Света отпрянула так, будто он не слово выкрикнул, а толкнул ее в грудь со всей силы, прямо под дых. Она даже дышать перестала на несколько секунд.
– Что ты сказал? – тихо переспросила она, встав с дивана и пятясь к двери.
– Я сказал – пошла вон, – прошипел Успенский.
Он сам не понимал, что с ним. Никогда еще он такого не испытывал. Будто мягкая, текучая, как древесная смола, субстанция, из которой состояло его нутро, вдруг затвердела, превратилась в увесистый камень, который заколотился внутри так неистово и мощно, что вибрация передалась всему телу. Он чувствовал, как трясутся руки, дрожит голова, он был не властен сейчас над ними. Хуже того, он и над мыслями был не властен. Ему казалось, что и мозг его трясется так же, все в нем перемешивается, распадаясь на бессмысленные фрагменты, а потому четким и ясным остается лишь чувство – чистая, без примесей, квинтэссенция первородной ярости. Чувство, незнакомое ему раньше, разрушительное и пугающее.
– Вон! – заорал он, замахнулся и швырнул книгу туда, где стояла Света. Талмуд пролетел мимо цели, стукнувшись о стену твердой обложкой, и сполз вниз, как прибитая муха.
Света тут же выскочила из его комнаты, и почти сразу до слуха взволнованного Успенского донесся резкий, сочный хлопок входной двери. Сердце колотилось неистово, его стук разносился внутри, как тревожный набат, отбиваемый по кожаной мембране барабана мягкими наконечниками колотушек. Удары отдавались даже в горле, взгляд туманился, рука, которую Вадим Сигизмундович поднес к лицу, неудержимо тряслась, и он с ужасом понимал, что совершенно не властен над этим тремором. «Что со мной? – испугался он. – Что это было такое?»
Никогда еще Успенский ничего подобного не испытывал, и никогда еще ему не доводилось терять контроль над собой настолько, чтобы совершенно не понимать и не контролировать ничего в себе: ни порывов, ни слов, ни действий, ни мыслей.

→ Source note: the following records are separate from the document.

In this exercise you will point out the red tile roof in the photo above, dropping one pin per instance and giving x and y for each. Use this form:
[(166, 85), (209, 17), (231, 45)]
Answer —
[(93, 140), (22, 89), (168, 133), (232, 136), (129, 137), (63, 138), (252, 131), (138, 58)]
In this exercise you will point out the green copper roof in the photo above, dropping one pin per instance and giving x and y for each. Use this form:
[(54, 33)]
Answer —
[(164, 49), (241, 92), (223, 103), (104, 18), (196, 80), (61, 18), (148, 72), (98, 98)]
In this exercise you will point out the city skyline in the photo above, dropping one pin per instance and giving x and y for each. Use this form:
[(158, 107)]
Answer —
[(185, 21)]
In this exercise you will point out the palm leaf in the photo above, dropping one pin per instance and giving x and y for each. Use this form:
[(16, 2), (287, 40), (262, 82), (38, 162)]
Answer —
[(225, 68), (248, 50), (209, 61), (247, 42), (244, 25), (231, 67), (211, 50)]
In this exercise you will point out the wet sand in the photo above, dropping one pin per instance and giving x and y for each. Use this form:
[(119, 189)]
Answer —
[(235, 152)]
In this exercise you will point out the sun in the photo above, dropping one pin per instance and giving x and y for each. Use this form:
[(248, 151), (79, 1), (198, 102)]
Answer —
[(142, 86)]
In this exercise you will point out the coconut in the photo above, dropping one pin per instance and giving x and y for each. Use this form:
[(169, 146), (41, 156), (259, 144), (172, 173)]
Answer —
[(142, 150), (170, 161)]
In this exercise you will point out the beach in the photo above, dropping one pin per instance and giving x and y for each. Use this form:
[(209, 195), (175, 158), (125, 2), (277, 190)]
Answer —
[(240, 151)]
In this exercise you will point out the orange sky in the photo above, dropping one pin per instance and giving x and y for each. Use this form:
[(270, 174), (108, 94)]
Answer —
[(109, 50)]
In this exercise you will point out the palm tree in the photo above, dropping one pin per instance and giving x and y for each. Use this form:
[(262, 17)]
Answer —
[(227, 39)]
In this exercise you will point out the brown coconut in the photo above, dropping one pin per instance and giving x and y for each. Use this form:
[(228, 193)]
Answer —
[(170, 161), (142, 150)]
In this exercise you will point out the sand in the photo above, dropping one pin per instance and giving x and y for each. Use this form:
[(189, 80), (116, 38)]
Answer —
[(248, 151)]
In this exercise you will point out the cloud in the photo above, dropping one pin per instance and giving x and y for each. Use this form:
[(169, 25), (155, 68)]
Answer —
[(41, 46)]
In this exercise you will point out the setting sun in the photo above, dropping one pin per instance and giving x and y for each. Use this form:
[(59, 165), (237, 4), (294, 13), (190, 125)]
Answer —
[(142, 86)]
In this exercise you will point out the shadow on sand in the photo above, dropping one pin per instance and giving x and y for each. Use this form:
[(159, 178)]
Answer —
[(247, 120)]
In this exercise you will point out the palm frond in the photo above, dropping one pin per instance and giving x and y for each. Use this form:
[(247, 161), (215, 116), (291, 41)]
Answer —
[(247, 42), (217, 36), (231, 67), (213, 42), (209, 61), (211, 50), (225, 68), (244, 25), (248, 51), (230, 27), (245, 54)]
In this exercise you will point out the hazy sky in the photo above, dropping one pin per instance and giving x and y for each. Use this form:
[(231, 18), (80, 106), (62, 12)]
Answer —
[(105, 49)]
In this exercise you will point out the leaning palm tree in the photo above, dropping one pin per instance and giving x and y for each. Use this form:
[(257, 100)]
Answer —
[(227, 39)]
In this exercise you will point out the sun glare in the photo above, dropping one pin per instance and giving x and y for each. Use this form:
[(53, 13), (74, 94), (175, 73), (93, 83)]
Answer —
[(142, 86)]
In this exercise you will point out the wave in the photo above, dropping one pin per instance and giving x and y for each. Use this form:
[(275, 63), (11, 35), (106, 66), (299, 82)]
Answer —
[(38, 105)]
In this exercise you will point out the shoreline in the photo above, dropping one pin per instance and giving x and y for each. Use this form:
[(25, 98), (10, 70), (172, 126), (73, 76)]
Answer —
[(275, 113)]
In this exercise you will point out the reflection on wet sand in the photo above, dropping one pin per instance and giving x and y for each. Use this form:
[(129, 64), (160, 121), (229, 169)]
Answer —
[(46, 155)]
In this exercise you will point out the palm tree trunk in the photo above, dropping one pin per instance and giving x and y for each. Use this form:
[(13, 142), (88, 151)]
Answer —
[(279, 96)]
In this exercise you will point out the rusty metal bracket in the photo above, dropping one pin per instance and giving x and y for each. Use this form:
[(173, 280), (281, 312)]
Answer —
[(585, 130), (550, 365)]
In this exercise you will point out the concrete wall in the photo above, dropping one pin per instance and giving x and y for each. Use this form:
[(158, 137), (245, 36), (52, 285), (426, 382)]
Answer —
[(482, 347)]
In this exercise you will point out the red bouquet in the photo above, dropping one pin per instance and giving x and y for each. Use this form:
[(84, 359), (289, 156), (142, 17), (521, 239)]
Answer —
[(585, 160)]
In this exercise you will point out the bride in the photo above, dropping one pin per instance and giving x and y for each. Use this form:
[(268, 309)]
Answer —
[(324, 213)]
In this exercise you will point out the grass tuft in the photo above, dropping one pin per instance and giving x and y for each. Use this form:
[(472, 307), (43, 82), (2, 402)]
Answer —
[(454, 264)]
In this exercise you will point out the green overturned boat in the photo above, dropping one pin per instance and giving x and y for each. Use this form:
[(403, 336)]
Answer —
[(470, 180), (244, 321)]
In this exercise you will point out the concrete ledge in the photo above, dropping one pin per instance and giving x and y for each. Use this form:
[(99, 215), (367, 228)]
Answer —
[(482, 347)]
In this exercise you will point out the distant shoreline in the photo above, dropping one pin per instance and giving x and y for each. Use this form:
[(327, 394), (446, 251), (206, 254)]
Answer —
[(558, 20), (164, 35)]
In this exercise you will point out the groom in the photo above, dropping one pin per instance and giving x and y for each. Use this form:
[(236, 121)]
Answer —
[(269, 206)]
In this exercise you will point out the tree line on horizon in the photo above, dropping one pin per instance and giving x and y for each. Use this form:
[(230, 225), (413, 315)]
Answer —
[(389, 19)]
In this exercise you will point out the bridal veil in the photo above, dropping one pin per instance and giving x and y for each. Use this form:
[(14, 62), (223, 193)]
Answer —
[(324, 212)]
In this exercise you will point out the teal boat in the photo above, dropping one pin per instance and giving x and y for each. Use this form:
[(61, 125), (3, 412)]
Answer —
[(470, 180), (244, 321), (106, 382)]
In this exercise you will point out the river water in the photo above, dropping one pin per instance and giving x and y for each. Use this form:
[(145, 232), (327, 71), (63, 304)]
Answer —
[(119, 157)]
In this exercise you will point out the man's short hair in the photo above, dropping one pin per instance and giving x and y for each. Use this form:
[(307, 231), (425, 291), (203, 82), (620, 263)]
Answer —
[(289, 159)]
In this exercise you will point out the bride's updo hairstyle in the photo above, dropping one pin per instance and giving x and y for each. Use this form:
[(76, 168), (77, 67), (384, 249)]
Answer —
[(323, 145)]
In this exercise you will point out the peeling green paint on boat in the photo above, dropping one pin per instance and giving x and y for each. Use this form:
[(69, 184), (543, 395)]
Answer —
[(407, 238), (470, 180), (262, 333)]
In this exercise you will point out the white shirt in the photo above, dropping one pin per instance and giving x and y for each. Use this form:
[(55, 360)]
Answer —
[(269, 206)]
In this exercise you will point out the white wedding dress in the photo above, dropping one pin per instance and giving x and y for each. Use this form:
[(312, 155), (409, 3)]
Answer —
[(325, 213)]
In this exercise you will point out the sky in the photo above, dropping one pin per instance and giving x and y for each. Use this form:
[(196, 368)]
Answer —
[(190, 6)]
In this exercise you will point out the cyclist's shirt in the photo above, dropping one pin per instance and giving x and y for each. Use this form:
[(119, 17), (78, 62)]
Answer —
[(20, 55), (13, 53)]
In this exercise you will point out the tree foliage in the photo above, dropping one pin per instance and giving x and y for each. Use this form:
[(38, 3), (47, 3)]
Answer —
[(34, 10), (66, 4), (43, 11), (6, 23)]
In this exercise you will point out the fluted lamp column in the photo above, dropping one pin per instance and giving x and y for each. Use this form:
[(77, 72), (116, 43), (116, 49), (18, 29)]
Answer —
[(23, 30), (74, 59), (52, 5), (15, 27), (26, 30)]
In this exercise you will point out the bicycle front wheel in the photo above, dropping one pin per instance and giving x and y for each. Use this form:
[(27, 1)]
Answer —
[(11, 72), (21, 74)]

Как будто инородная, незнакомая прежде сила овладела им, вырвалась из-под спуда, в неистовом порыве отбросив тяжелый пресс, под которым была заперта долгое время. Давно подавляемая, она в секунду подчинила себе все его существо, вымела из него все привычное, понятное, подконтрольное – и завладела его оболочкой.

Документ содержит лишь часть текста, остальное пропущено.